# Is a 50 watt heater too much for a 2 gallon tank?



## learis (Jun 1, 2013)

I have a 2 gallon tank for a betta and every preset heater I've tried has not heated it to the specified 78 degrees it said it would. So then I used one of my adjustable 50 watt heaters to set it to the right temperature, but I'm wondering if this is too much wattage for the tank size? Is there any problem with this or is it fine?


----------



## Pinkieswear (Feb 20, 2015)

Pretty sure if you keep a close eye on it, it should work. You might have to adjust it down if anything. I have a non adjustable 100w in a 5 gal and it doesn't get above 76. Waiting for my 50w hydor so I can bump up the temp.


----------



## MattsBettas (Dec 18, 2012)

As long as the thermostat is functioning well it SHOULDN'T be an issue... But you'd be much better off with a 25w heater. It's a high wattage for that small of a tank and if the thermostat was to fail the fish would likely be overheated to the point of death.


----------



## jadaBlu (Feb 14, 2013)

That is considered to be too much I'd be afraid of an overheat. There are conditions to consider when choosing your heater

I like this article:
http://www.firsttankguide.net/hea Iter-setting.php

This has some good info too

http://freshaquarium.about.com/od/heating/a/heatersizeguide.htm


----------



## VivianKJean (Aug 20, 2013)

It depends where you live. Its gets very cold in my apartment in the winter so I have 50watt heaters in 2.5 gallon tanks. I haven't had any issues.


----------



## copperfish (Jan 21, 2014)

When looking at 50watts it can be used UP TO 12 gallon tank (typically) so a 2 gallon tank is ok. But an issue to consider is size.
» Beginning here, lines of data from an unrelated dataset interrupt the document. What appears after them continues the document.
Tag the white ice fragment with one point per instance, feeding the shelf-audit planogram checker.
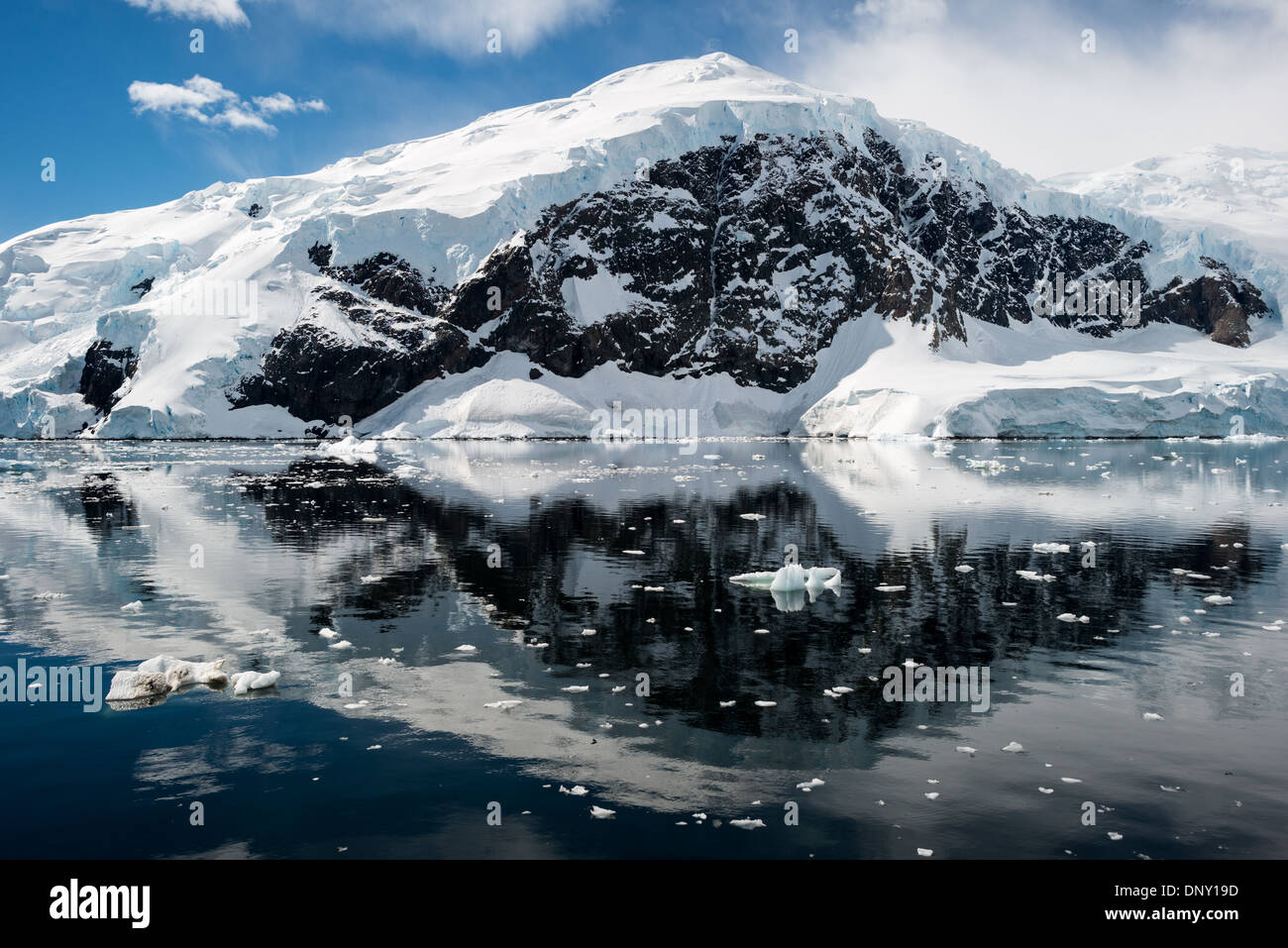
(254, 681)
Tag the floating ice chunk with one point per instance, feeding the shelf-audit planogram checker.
(791, 579)
(254, 681)
(349, 449)
(161, 675)
(1034, 576)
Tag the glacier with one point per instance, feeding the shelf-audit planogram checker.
(450, 202)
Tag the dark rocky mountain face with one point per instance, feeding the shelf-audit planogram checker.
(743, 258)
(106, 369)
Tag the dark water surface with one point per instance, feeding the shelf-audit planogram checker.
(245, 552)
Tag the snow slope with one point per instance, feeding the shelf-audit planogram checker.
(443, 204)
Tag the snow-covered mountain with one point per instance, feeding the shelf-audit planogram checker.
(1240, 192)
(697, 237)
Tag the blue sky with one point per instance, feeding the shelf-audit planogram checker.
(98, 85)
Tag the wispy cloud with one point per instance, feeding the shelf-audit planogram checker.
(450, 26)
(1017, 77)
(209, 102)
(222, 12)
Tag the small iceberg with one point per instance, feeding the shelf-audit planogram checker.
(791, 583)
(246, 682)
(156, 678)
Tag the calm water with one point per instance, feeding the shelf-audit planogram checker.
(515, 549)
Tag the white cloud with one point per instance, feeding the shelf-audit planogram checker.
(1012, 77)
(458, 27)
(222, 12)
(207, 102)
(281, 103)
I know with my heater they recommend a correct heater "position". For example Cobalt states:

Minimum water level- Top of the bezel.
-For 25, 50, 75watt 5.5″ from bottom of the heater.

I don't why, but I'm sure they have a reason the manufaucturer of my heater says this, and I know I couldn't do that in a 2 gallon tank. Something has to give when using something big in a 2 gallon tank.


----------



## RussellTheShihTzu (Mar 19, 2013)

A lot of people use those adjustable Hydor 25W in smaller tanks and say they're perfect.


----------



## jadaBlu (Feb 14, 2013)

I used 25 watts in and 2 gallon and three gallon. One is a Hydor but I have not found them to be reliable. However, I've yet to find a reliable heater anyway. They have cheap ones on ebay for about $7.00-$9.00 no less reliable than the Hydors are. They are easier to take apart and clean. I got mine from the seller lotuspond2010 most still work. None have overheated like the Hydors. I'd rather have colder and alive betta than one that overheated and died. However, I suppose if you live in an area that is really cold year round maybe you do need that wattage. I live in a 4 season area and I usually have to adjust my heaters during the summer.


----------